It's "English" rather than "Anglish" because the vowel was subject to palatal umlaut. Umlaut is a process that occurred in many Germanic languages, Old English among them, and that caused vowels to change when they were followed by an [i] or [j]. The word English is from an Old English adjective Englisc derived from an Old English noun Engle that developed from an earlier form with i in the following syllable (Wiktionary gives the form as "Proto-West Germanic *angli").
Before a nasal consonant such as [n] or [ŋ], it was usual in Old English for a short a-sound to turn into [e] when affected by umlaut. (Meizi Piao. 2012. "An Analysis of I-Umlaut in Old English". SNU Working
Papers in English Linguistics and Language, page 84)
Other examples of nouns showing the same change of original short *a to to Old English [e] due to umlaut are bench, from Old English benċ, from Proto-Germanic *bankiz, and stench, from Old English stenċ, from Proto-Germanic *stankwiz.

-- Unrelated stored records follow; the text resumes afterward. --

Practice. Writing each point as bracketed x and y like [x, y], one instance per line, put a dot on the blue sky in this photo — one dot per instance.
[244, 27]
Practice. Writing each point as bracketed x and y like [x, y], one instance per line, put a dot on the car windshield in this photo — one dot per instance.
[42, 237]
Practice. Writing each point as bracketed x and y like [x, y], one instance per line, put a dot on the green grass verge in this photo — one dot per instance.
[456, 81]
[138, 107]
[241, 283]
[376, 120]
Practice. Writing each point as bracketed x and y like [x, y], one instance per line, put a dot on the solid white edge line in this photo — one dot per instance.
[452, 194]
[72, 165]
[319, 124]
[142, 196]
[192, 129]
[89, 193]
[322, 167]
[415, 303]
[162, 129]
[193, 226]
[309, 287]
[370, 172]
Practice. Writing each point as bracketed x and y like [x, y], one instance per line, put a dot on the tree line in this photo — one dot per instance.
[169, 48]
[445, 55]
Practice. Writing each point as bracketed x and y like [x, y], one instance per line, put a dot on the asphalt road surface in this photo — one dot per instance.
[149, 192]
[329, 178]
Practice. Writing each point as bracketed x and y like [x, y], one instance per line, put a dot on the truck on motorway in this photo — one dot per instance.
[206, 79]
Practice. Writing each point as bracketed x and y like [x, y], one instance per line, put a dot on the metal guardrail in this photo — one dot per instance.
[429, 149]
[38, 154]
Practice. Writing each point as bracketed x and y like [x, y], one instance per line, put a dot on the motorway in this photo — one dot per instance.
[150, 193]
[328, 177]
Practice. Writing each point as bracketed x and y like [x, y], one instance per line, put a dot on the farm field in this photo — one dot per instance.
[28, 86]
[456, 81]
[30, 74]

In England and English, the Old English [e] sound was further changed to [ɪ] due to the influence of the following velar nasal [ŋ]. The same sound change occurred in string, from Old English streng, from Proto-Germanic *strangiz.

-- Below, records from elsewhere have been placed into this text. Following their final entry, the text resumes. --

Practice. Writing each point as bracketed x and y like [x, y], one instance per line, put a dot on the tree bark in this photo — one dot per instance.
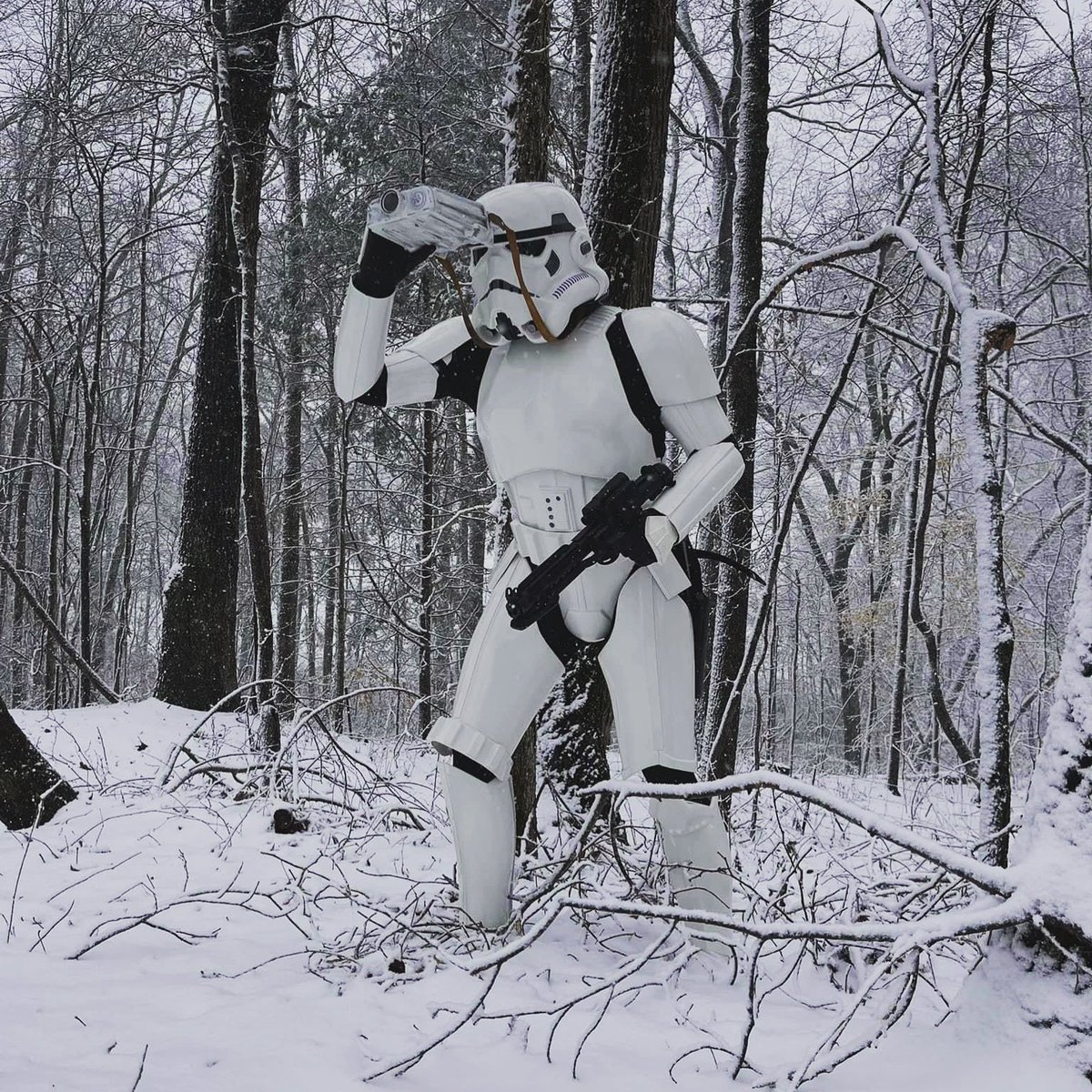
[197, 656]
[292, 486]
[741, 379]
[627, 148]
[32, 792]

The variant vowels in Old English
The variants Ænglisc and Anglisc do exist in Old English, but I think they were less common than Englisc. They do not seem to have contributed to the ultimate outcome in Modern English.
I'm not entirely sure why alternative spellings with Æng-, Ang- and Ong- existed for this adjective in Old English, but the Oxford English Dictionary entry for the noun "Engle" has some discussion of its Old English byforms Angle and Ongle (Old English "a" often varied in spelling with "o" when it occurred in a stressed syllable before a nasal consonant such as /n/), saying that they "show alteration either after the place name (and combining form: see below) or after classical Latin Anglus Angle".
The note on the combining form reads:
Angel, the name of the continental home of the Angles, occurs as a place name in English contexts from Old English onwards (in Old English as Angel, Ongel, in Middle English as Angle; in modern use also commonly Angeln after the German form of the name). Frequently in Old English as a combining form, sometimes in the sense ‘of or relating to the Angles (either on the continent or in England)’, but more commonly in the sense ‘of or relating to the English people or England’ (compare senses 1 and 2), as Angelcyning king of the English, Angelcynn the English people, (rare) the Angles, Angelfolc the English people
It seems that this place name did not show umlaut, so the vowel in the ethnonym and adjective might have been occasionally modified by analogy with the place name.
The general history of Old English æ
If one of the Old English alternative forms Ænglisc or Anglisc had survived until the present day, it might well have developed into the form "Anglish". The reference in Robusto's answer to ash (æ or ae) changing into E is a bit inaccurate.
In general, the Old English short æ/ash vowel developed to modern English "a", as in ash itself (from Old English æsċe), or in Alvin from Ælfwyn. Other examples of short ash corresponding to modern English "a" (not "e") are hat from Old English hæt(t) and back from Old English bæc. I'm not sure whether I can find an example of this outcome of short æ before a nasal consonant, though, since it did not generally occur in that context.
The Old English long æ/ash vowel (written ǣ in modern texts) was spelled the same way as the previous vowel in Old English, but pronounced differently, and developed to modern English e or ea. That's what happened to the vowel in even(ing) mentioned in user2310967less's answer. But this isn't relevant to the word English since this word didn't have a long vowel in Old English.
The Latin digraph "ae" found in aether and aesthetic is commonly simplified to e, but it is not the same thing as Old English ash: the digraph "ae" in Latinate words represents an original diphthong in Latin or Greek and was used in spelling far after the English letter ash had ceased to exist. In the context of Latinate words, "æ" is not a letter of its own: it is just a ligature of the "a" and "e" letters.